Le premier papillon
Le vent plus tiède entrait par la fenêtre ouverte,
Le rossignol pleurait, sous la ramure verte,
Ses sanglots de cristal, qui tombent sur les cœurs,
Les pauvres cœurs meurtris, en gouttes de douleur ;
Car notre âme est pareille, immortelle captive,
À ces luths, suspendus aux saules de la rive
Par les tristes Hébreux, de Sion exilés :
Dès qu’on y touche, alors ses accents exhalés,
Tels ceux des luths vibrants que la brise balance,
D’où que vienne le heurt, sont des cris de souffrance.
Donc, les fleurs embaumaient ; la sève, aux rameaux verts,
Montait dans l’ombre douce, et les bruyants concerts
Des rainettes, déjà si chères à Virgile,
S’élevaient des roseaux, là-bas, sur l’eau tranquille.
Avec le gai frisson de la jeune saison,
Tonte la paix du soir entrait dans la maison,
Et mes rêves émus s’envolaient en prière.
Sous la lampe baissée à la blanche lumière,
J’avais abandonné mon travail commencé,
Près du livre entr’ouvert, près du livre laissé
Où le signet d’ivoire avait marqué la feuille.
C’est qu’il est des instants où l’âme se recueille,
Où même un livre cher et savant ne vaut pas
Les mots consolateurs que murmure tout bas,
Dans l’intime douceur de la nuit approchante,
La nature qui pense, alentour, et qui chante,
Et qui, telle une mère apaisant doucement
Le tout petit qui pleure et gémit en dormant,
Sait le geste sauveur et les paroles sûres
Pour panser et guérir les secrètes blessures,
Les chagrins innomés, tourment vague et profond,
Dont nous ne savons rien, sauf le mal qu’ils nous font ;
La nature, en qui Dieu, pour consoler les hommes,
A mis le pur dictame, a mis les divins baumes
Qui, sur les cœurs lassés de lumière et de bruit,
Comme tous les parfums, s’épanchent dans la nuit.
J’avais le front baissé sous ma lampe voilée,
Quand je sentis ma main tout doucement frôlée
Du contact, on eût dit, d’un pétale de fleur.
Attiré du dehors par la faible lueur,
Un joli papillon gris clair, l’aile irisée,
Venait en étourdi d’entrer par la croisée,
Et, dansant tout en rond, sous le mince abat-jour,
Effleurait doucement la flamme, à chaque tour.
L’aspect de sa gaîté, sa légère caresse,
Chassèrent brusquement cette vague tristesse
Qui nous étreint à l’heure où vient l’obscurité,
Car c’était le premier papillon de l’été ;
Larve hier, et brillant dans sa métamorphose,
Il m’apportait l’adieu de la saison morose ;
Éclos avec les fleurs, chatoyant et vermeil,
Son vol – dans la nuit même – annonçait le soleil,
La vie autour de nous gaîment recommencée.
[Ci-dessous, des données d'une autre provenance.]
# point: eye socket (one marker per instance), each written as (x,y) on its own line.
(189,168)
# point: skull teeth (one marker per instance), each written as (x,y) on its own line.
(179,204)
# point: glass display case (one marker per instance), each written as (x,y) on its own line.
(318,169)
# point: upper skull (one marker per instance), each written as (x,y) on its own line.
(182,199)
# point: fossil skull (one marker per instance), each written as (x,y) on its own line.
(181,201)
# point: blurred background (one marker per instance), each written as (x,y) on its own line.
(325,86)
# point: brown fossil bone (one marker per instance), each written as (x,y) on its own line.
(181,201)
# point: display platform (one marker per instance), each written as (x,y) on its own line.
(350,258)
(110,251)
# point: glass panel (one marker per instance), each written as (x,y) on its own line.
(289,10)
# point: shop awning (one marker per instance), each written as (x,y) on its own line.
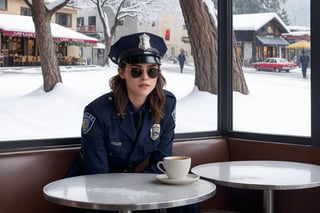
(272,40)
(23,26)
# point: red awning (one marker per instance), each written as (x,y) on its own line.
(23,26)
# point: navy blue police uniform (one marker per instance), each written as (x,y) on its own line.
(114,143)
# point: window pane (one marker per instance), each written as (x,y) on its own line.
(279,98)
(30,113)
(3,4)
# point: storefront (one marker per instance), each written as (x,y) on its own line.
(19,47)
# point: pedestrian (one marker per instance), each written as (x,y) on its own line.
(181,59)
(136,120)
(304,61)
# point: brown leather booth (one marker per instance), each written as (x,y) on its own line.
(24,173)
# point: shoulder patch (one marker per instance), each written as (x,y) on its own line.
(87,123)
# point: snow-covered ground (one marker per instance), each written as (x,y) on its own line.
(278,103)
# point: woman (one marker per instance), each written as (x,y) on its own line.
(136,120)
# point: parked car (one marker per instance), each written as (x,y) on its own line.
(274,64)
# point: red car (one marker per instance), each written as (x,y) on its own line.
(274,64)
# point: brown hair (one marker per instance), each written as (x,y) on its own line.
(156,97)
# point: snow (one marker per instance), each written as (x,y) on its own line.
(24,26)
(278,103)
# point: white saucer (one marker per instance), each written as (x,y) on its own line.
(163,178)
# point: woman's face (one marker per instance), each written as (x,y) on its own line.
(140,79)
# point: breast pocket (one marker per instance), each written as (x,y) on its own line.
(118,150)
(150,146)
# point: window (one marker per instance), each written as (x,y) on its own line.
(239,117)
(92,20)
(64,19)
(80,21)
(25,11)
(3,4)
(279,102)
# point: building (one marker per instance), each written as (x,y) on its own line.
(17,37)
(167,26)
(260,38)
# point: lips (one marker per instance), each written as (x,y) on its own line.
(144,85)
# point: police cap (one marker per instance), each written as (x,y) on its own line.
(138,48)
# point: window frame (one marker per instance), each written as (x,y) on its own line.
(5,5)
(58,19)
(224,113)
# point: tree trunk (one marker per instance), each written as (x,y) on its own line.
(48,59)
(203,35)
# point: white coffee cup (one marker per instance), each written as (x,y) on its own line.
(175,167)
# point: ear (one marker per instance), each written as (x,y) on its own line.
(121,73)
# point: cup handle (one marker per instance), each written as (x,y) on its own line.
(159,164)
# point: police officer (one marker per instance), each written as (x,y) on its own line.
(136,120)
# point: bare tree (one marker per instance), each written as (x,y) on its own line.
(42,14)
(202,32)
(121,9)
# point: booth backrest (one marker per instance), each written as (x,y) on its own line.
(24,173)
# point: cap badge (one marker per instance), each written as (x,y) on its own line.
(144,42)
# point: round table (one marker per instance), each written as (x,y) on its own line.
(125,192)
(262,175)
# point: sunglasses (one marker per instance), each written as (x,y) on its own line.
(137,72)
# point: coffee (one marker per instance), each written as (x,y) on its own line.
(175,167)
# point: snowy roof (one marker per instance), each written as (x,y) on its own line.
(255,21)
(23,26)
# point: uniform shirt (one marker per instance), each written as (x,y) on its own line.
(112,144)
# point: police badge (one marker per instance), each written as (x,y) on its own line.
(155,132)
(144,42)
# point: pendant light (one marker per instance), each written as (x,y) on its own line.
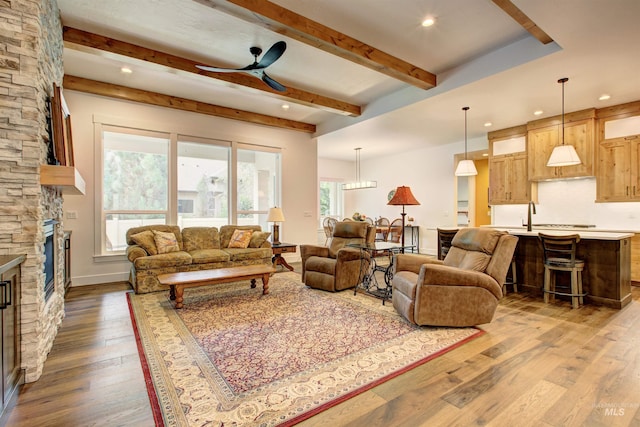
(563,155)
(466,167)
(358,185)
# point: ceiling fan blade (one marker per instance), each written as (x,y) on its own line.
(272,54)
(272,83)
(220,70)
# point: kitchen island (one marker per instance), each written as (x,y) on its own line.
(607,255)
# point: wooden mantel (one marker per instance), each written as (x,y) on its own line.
(67,178)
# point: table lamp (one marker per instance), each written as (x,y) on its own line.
(275,216)
(403,196)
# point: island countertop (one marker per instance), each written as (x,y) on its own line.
(607,257)
(591,234)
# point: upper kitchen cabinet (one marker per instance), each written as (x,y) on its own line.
(508,179)
(543,135)
(618,171)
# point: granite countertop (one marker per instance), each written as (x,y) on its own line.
(589,233)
Je le remerciai tout bas, dans ma pensée,
Joyeuse, tant notre être, ondoyant et divers,
Aime tous les printemps, chassant tous les hivers,
Après les épis d’or, le froment dans la grange,
Tout ce qui vit, tout ce qui court, tout ce qui change,
La fleur qui se flétrit sitôt que notre main
L’a cueillie, et ce mot d’espoir : demain, demain !
L’avenir, qui toujours nous tente et nous appelle...
Nous hâterions-nous tant, si notre âme immortelle,
Sous le voile épaissi, qu’elle va soulevant,
N’entrevoyait le but qui l’attire en avant,
Et ne savait enfin que la route suivie,
Même à travers la mort, nous conduit à la vie ?...
Berthe de PUYBUSQUE, L’Angélus sur les Champs.
Recueilli dans les Suppléments à l’Anthologie
des poètes français contemporains, 1923.